Well, reading the news articles detailing the achievements of a certain Sir Chris Hoy haven’t helped. If anything, they highlight the extraordinary determination and resolve that someone of his calibre must possess and which I, sadly lack. It is all to easy to jump in the car or take the train if the weather looks grim or you’re simply not in the mood and easier still to go out on Sunday just for an hour, ignoring the racing calendar.
What is it that makes people like Hoy bounce back, not just from injury but the euphoria and adrenalin rush of winning three Olympic golds? There would appear to be nothing left to achieve; how easy must it be to say; “that‘s it, job done, time now to rest on one’s laurels and bathe in the glory”?
Perhaps one key to this puzzle is the injury itself. Perhaps it is what provides the drive and willpower to return. Certainly in cases like that of the Australian sprinter Anna Meares, who broke her neck and was given little chance of riding again, one might imagine the case for unfinished business is the catalyst, but for Sir Chris and his injuries the opposite could have applied.
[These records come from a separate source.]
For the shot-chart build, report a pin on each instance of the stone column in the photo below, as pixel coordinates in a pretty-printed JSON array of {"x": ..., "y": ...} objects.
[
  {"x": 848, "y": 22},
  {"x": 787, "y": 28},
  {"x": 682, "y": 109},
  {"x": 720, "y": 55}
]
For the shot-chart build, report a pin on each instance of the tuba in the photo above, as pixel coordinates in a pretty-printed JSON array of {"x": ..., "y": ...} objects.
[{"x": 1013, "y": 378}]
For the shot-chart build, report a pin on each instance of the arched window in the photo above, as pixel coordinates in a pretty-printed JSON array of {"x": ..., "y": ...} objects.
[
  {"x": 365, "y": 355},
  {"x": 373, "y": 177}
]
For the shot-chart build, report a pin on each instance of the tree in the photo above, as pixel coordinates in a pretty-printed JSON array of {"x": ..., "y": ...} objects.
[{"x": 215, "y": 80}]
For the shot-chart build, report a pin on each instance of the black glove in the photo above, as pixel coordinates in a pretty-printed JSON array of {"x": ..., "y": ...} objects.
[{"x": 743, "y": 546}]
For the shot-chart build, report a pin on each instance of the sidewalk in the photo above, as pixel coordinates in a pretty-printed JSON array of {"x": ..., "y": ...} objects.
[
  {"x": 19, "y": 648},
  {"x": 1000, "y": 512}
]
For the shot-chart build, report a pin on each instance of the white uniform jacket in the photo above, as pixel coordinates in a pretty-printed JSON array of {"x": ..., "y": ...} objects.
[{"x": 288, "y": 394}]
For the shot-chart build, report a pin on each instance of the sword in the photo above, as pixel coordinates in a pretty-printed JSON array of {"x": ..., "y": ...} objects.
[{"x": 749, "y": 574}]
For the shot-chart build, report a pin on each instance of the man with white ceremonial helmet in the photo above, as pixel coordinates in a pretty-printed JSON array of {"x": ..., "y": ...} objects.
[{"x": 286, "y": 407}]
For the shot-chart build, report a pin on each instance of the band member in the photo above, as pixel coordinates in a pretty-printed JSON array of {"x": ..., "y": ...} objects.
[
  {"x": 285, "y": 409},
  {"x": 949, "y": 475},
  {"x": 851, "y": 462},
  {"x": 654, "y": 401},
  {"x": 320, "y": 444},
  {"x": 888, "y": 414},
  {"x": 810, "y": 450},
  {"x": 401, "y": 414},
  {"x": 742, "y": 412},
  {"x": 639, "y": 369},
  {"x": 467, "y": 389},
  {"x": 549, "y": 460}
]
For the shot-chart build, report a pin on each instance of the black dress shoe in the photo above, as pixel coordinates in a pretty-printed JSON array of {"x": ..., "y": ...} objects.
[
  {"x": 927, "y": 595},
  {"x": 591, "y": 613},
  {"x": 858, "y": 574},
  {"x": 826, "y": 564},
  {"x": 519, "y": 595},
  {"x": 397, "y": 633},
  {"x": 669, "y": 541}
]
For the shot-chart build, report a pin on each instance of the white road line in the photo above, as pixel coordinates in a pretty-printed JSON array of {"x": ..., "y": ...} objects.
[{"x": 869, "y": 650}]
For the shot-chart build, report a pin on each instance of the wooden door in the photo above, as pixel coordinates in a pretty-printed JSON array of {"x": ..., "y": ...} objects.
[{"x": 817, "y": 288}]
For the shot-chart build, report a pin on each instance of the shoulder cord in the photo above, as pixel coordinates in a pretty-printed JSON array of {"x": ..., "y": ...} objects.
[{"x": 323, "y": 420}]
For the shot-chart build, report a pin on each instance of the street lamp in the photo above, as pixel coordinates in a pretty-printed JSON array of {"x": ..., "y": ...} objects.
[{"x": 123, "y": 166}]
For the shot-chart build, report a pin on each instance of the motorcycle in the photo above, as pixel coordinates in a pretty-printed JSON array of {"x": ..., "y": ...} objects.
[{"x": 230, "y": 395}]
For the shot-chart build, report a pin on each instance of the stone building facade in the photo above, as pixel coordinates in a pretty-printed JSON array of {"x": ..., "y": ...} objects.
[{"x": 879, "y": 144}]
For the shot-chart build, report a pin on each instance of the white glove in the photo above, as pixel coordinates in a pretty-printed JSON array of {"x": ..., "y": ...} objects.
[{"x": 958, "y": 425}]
Here was the perfect excuse to retire at the top. But the inner steel Sir Stephen Regrave required to win five golds at five Olympics is the domain of a chosen few, so let’s stick to our mortal level and consider winning anything just once. And, if you have done so, the phrase ‘one hit wonder’ is perversely often used as term of disrespect, ignoring completely the sacrifices and hard work needed to achieve just that one career win.
So there you have it, no wonder motivation is so hard to come by at times. Maybe it is easier just to go out for a potter. After all, its tough enough just thinking about racing.